PMCID: PMC7377860  PMID: 32658868

Abstract

A systematic review and meta-analysis was conducted in an attempt to systematically collect and evaluate the associations of epidemiological, comorbidity factors with the severity and prognosis of coronavirus disease 2019 (COVID-19). The systematic review and meta-analysis was conducted according to the guidelines proposed by the Preferred Reporting Items for Systematic Reviews and Meta-Analyses (PRISMA). Sixty nine publications met our study criteria, and 61 studies with more than 10,000 COVID-19 cases were eligible for the quantitative synthesis. We found that the males had significantly higher disease severity (RR: 1.20, 95% CI: 1.13-1.27, P <0.001) and more prognostic endpoints. Older age was found to be significantly associated with the disease severity and six prognostic endpoints. Chronic kidney disease contributed mostly for death (RR: 7.10, 95% CI: 3.14-16.02), chronic obstructive pulmonary disease (COPD) for disease severity (RR: 4.20, 95% CI: 2.82-6.25), admission to intensive care unit (ICU) (RR: 5.61, 95% CI: 2.68-11.76), the composite endpoint (RR: 8.52, 95% CI: 4.36-16.65,), invasive ventilation (RR: 6.53, 95% CI: 2.70-15.84), and disease progression (RR: 7.48, 95% CI: 1.60-35.05), cerebrovascular disease for acute respiratory distress syndrome (ARDS) (RR: 3.15, 95% CI: 1.23-8.04), coronary heart disease for cardiac abnormality (RR: 5.37, 95% CI: 1.74-16.54). Our study highlighted that the male gender, older age and comorbidities owned strong epidemiological evidence of associations with the severity and prognosis of COVID-19.

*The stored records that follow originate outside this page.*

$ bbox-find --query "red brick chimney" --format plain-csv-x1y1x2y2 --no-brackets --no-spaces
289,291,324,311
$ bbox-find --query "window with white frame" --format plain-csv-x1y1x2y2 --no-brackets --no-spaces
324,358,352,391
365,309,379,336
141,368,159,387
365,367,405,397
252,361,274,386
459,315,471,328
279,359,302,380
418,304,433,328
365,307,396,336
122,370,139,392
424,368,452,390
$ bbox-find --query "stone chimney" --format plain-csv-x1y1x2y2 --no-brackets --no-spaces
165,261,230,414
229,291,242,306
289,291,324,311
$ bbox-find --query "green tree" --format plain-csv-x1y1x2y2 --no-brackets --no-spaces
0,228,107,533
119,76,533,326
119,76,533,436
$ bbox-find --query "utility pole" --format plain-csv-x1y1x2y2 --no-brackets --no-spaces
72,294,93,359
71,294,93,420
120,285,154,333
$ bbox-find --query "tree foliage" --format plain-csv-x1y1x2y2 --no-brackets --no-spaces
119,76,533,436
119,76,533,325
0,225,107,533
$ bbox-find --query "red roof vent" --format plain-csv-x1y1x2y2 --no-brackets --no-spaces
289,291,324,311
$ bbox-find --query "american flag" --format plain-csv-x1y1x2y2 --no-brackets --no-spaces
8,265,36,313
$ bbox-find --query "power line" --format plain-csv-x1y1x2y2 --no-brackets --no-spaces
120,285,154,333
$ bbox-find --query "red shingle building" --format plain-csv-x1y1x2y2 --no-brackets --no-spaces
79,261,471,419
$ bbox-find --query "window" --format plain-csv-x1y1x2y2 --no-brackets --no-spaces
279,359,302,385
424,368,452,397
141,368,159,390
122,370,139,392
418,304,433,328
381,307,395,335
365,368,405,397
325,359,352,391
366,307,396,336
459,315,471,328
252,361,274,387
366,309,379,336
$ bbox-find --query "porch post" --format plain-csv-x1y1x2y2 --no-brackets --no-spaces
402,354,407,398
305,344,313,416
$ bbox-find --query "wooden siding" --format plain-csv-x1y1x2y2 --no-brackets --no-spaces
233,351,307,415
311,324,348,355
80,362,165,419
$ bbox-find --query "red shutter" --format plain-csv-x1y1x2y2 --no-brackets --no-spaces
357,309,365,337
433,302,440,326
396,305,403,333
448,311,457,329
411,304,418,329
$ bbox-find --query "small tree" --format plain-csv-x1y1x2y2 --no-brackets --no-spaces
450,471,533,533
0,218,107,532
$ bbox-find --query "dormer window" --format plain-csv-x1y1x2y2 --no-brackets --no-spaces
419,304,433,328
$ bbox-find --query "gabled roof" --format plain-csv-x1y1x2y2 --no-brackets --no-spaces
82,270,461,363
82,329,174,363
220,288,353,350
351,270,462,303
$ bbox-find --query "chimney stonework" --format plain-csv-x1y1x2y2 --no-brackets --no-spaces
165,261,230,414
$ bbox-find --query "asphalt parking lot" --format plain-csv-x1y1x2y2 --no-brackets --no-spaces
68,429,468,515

Keywords: COVID-19, meta-analysis, SARS-Cov-2, 2019-nCoV

INTRODUCTION

Since publicly characterized as a pandemic by the World Health Organization on March 11th, 2020, the coronavirus disease 2019 (COVID-19) caused by SARS-CoV-2, has raised public concerns globally [1]. As of April 30th, 2020, it has caused 3,023,788 confirmed cases and 208,112 deaths [2]. Further, this number is expected to continue to grow rapidly for some time to come, and will threaten the lives, physical and mental health of more people worldwide [3]. To date, there are still no proven specific therapies available for COVID-19, other than supportive cares [4, 5]. It’s a matter of urgency that identifying potential factors affecting the severity and prognosis of COVID-19, and implementing individualized treatment, focused prevention and nursing.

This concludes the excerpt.